I've been apprehensive of this in BW because I'm unpractised with the Fight! rules. Furthermore, I'm unpractised with the multi-character Fight! rules. There's a great worked example of it that I've read and that will inform me, for sure. Let's see how it goes.

Of course, I'm just the GM and I strongly pursue the idea that we should play to find out what happens, but I'm also a participant in the game and that gives me space to bring elements to the story. I'm not railroading, I'm being creative. And if that sounds lame to you, let me add that I've no current idea who is going to start the fight but the players have made enemies and some of them don't mind killing their way to success. I have plenty to choose from. Lameness has been overcome.

Now you may imagine a GM cackle all the way between now and the end of the game session.

Thursday 7 June 2018

Queen Rowena of the Lakes

As Ken Hite always says, "No invented setting is as interesting as the real world." Well, something similar to that, anyway. Having heard him talk about this idea, I think he's right. Put whatever skin on it you like for space opera or high fantasy, he'd say. The point is that the events, motives, machinations, and so forth of real earth history present a vast source of inspiration for games.

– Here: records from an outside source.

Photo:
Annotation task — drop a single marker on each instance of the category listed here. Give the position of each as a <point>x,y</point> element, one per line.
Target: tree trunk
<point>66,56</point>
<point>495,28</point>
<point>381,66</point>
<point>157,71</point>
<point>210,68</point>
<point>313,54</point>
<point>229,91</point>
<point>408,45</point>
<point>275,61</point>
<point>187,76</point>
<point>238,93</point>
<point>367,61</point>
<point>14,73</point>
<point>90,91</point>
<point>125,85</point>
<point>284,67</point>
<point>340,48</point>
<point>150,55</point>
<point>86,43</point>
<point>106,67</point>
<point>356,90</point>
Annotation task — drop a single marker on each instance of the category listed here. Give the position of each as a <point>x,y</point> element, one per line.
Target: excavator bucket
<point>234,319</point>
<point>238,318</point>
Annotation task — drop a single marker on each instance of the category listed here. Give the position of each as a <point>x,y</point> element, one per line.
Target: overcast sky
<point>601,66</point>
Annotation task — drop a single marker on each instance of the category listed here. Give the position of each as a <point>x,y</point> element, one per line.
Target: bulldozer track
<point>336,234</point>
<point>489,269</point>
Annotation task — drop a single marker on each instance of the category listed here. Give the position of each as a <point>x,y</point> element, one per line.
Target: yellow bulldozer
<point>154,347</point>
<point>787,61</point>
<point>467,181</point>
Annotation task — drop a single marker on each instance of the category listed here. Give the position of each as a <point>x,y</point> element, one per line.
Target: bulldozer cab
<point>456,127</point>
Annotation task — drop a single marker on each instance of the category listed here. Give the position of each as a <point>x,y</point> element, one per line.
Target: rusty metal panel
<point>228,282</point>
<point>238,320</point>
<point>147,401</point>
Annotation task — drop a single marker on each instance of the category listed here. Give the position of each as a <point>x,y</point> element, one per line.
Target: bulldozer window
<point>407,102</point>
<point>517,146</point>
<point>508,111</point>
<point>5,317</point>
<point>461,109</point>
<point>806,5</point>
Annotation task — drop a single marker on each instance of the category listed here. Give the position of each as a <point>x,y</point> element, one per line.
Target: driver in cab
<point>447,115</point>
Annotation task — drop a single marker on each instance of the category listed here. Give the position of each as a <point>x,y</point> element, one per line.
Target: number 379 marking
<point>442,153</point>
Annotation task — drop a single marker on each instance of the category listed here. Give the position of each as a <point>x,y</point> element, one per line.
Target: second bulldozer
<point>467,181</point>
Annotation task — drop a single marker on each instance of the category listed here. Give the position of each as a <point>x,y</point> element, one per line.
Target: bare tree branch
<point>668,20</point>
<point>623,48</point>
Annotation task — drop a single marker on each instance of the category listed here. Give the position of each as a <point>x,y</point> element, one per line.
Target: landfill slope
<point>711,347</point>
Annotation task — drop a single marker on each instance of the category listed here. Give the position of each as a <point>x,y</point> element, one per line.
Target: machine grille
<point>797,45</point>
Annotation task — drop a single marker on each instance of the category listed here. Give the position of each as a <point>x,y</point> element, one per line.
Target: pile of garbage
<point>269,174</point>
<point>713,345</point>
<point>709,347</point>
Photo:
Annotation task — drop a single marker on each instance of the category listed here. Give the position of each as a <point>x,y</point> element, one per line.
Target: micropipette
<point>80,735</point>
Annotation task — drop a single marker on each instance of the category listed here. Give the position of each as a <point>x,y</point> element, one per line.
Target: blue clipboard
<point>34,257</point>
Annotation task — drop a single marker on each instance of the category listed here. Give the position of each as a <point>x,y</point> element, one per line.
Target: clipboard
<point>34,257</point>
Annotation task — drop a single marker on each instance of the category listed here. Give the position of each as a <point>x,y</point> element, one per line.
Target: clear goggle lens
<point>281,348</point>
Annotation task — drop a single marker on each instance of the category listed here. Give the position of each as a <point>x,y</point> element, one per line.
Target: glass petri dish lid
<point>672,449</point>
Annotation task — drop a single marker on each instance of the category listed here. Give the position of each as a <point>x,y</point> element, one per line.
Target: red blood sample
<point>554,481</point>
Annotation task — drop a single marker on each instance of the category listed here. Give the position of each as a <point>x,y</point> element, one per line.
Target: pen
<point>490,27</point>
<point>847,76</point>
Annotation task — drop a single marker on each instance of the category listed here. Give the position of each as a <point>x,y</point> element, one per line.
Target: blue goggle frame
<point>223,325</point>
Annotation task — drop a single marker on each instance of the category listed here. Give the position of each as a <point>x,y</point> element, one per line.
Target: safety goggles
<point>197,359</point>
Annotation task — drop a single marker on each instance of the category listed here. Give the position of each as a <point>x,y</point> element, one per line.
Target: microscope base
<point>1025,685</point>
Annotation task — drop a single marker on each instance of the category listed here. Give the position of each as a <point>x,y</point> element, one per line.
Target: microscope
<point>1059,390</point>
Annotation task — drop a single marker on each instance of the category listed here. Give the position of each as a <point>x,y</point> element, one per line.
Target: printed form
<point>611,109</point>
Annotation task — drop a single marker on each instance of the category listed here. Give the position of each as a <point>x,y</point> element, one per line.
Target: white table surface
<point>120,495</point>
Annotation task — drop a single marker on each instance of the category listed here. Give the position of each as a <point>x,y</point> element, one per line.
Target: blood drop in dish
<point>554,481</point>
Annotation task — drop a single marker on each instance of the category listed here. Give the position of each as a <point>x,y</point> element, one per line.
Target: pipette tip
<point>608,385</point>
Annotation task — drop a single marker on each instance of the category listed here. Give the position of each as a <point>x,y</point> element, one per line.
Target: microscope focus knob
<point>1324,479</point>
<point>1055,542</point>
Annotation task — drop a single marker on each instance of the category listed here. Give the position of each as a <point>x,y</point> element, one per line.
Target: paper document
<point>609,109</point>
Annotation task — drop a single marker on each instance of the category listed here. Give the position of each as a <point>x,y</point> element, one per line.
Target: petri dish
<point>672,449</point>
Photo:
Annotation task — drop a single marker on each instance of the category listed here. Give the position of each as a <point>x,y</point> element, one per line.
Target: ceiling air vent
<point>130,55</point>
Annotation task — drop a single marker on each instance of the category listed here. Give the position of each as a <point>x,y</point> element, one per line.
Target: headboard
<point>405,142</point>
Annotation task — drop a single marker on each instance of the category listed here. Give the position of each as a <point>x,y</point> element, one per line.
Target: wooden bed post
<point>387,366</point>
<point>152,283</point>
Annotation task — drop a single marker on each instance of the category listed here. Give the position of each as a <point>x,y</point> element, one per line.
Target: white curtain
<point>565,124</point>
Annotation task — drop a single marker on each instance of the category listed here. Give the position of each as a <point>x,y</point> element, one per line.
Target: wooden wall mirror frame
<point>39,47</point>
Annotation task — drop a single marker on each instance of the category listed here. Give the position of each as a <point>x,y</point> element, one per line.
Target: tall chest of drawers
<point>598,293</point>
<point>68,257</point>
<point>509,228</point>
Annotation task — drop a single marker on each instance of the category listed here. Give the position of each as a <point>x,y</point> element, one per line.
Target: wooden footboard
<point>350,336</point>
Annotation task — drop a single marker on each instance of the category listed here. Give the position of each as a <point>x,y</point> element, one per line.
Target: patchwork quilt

I'm using this principle in my Burning Wheel game. For example, one of our protagonists is Lord Alain Fitzroy, bastard brother of Queen Rowena of the Lakes. Rowena rules Fournemouth, one of the four mannish kingdoms. Now that my players have added her to the game, I can work my GM magic on this character. She needs to be interesting, with depth, with flaws and terrors, with connections. So let's turn to history.


The ever wonderful and terrifying Elizabeth I of England. Never married but often pursued. A brilliant mind from youth. Attacked by religious authorities but refraining from persecuting. Monarch in command of one of the great powers of Europe, yet able to foster the cultural growth that included Shakespeare.

That's my inspiration for Queen Rowena of the Lakes.

But let's put boundary around this. Although Elizabeth was many things, that doesn't mean Rowena is all those same things. As GM, I can cherry-pick what I need from Elizabeth without needing to bring all of it. Fournemouth has the prosperity and power of England, and has good relations between the state and the mystical. Fournemouth has a significant naval presence in the Keon Sea. Rowena rules over all of this.

And Rowena is the centre of conspiracy. In this game, Lord Fitzroy believes that there is a conspiracy against her and he will uncover it. Rowena has attended the executions of people found guilty of treason, adding weight to the feeling of suspicion in the game. This is the aspect of Elizabeth that I draw on for the larger plot, keeping the players moving.

Around the edges, though, is her unmarried status. The setting is patriarchal (ugh... medieval Europe...) but she resists. The suitors and the lords and the other kings and the advisors are all kept at bay by her choosing. She, like Elizabeth, is a woman of intellect and power, and marriage would only dilute it.

Let's see how things transpire with an Elizabeth on the throne.